Cette connexion visera à assurer une répartition optimale des volets
théorique et pratique des enseignements dispensés aux apprenants et,
tout spécialement, à ceux d'entre eux qui s'orientent vers le cycle de
qualification professionnelle ou vers la filière du baccalauréat
d’enseignement technologique et professionnel.

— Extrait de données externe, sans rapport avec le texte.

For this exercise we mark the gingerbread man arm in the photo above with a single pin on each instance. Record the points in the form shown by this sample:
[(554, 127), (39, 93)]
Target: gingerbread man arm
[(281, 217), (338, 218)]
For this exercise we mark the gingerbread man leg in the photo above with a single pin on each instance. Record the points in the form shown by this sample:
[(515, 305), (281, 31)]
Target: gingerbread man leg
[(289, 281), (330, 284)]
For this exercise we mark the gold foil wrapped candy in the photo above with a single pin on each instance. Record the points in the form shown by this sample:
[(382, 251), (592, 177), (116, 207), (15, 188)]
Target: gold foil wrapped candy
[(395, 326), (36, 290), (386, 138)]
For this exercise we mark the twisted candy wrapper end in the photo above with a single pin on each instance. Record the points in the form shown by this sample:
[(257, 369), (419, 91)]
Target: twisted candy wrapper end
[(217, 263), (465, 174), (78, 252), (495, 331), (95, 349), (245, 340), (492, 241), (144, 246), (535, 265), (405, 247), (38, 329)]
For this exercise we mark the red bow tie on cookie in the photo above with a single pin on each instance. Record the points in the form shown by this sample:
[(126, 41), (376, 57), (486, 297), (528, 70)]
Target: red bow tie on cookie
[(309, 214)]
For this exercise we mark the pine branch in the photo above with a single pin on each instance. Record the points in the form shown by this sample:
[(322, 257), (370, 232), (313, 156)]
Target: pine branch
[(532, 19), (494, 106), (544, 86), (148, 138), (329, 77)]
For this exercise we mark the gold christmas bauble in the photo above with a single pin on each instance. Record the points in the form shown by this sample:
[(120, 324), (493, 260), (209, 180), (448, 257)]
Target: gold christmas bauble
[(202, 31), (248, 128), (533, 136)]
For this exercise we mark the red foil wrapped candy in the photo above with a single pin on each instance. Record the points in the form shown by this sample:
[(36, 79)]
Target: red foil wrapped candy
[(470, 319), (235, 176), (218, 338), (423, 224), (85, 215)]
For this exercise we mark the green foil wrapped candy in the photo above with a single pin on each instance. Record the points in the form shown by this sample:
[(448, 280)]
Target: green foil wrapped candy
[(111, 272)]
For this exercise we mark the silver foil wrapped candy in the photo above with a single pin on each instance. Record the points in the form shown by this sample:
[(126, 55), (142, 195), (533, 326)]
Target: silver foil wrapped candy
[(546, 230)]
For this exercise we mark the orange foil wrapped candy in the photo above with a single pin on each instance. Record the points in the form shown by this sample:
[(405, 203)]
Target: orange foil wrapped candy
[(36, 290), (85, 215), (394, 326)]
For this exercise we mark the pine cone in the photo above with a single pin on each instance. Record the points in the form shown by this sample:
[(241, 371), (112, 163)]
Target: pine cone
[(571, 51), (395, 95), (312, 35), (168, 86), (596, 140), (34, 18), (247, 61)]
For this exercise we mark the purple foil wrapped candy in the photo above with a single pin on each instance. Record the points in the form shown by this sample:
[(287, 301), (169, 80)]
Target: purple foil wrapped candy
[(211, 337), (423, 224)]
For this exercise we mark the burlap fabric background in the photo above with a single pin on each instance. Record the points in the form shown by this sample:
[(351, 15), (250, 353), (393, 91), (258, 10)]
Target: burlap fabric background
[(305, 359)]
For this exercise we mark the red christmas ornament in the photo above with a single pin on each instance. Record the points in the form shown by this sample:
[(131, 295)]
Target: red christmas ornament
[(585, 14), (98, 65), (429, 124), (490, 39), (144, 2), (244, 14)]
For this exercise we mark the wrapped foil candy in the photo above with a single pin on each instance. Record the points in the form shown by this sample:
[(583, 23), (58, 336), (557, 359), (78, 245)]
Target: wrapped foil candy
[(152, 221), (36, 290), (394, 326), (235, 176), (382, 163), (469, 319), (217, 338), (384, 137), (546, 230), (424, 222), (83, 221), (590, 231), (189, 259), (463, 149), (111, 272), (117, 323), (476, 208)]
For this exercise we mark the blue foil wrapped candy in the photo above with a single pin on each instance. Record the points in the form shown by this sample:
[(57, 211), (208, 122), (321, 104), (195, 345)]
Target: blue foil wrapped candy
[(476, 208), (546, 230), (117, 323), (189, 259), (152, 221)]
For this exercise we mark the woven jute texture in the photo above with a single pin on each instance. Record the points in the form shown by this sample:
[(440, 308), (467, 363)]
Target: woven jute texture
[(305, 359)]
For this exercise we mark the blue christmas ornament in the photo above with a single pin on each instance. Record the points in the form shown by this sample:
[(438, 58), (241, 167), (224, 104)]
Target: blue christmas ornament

c. Au niveau de l'enseignement
supérieur, l'intégration interdisciplinaire et inter-institutionnelle
pourra également se fonder, progressivement, sur des réseaux
régionaux, reliant les établissements universitaires, les grandes
écoles, les autres instituts et écoles supérieurs dispensant une
formation post-baccalauréat, selon la démarche préconisée à l'article
78 de la présente charte.
Passerelles entre l'enseignement général, la formation professionnelle et
la vie active
43. A la fin de l'enseignement collégial,
les élèves non titulaires du brevet de l'enseignement collégial peuvent
être orientés vers une spécialisation professionnelle sanctionnée par un
diplôme du même nom qui permet à son titulaire :
* soit de rejoindre le marché du
travail ;
* soit de continuer sa formation en
qualification professionnelle, généralement après un passage dans
la vie active ;
* soit encore de reprendre les études
en accédant au tronc commun de l'enseignement secondaire, conformément
à l'article 73 de la présente charte.
44. Les élèves titulaires du diplôme de
l'enseignement collégial peuvent être orientés vers une qualification
professionnelle sanctionnée par un diplôme du même nom qui permet à son
titulaire :
* soit de rejoindre le marché du
travail ;
* soit de continuer sa formation en
technologie appliquée, généralement après un passage dans la vie
active ;
* soit encore de reprendre les études
en accédant à la filière de l'enseignement technologique et
professionnel secondaire, conformément à l'article 75 b, de la
présente charte.
45. A la fin de l'enseignement secondaire,
les élèves peuvent être orientés vers une formation professionnelle
sanctionnée par un diplôme de technicien qui permet à son titulaire :
* soit de rejoindre le marché du
travail en tant que technicien ;
* soit de continuer sa formation en
technologie appliquée et spécialisée, généralement, après un passage
dans la vie active, sous réserve de satisfaire aux conditions requises
pour l'accès à la filière professionnelle concernée.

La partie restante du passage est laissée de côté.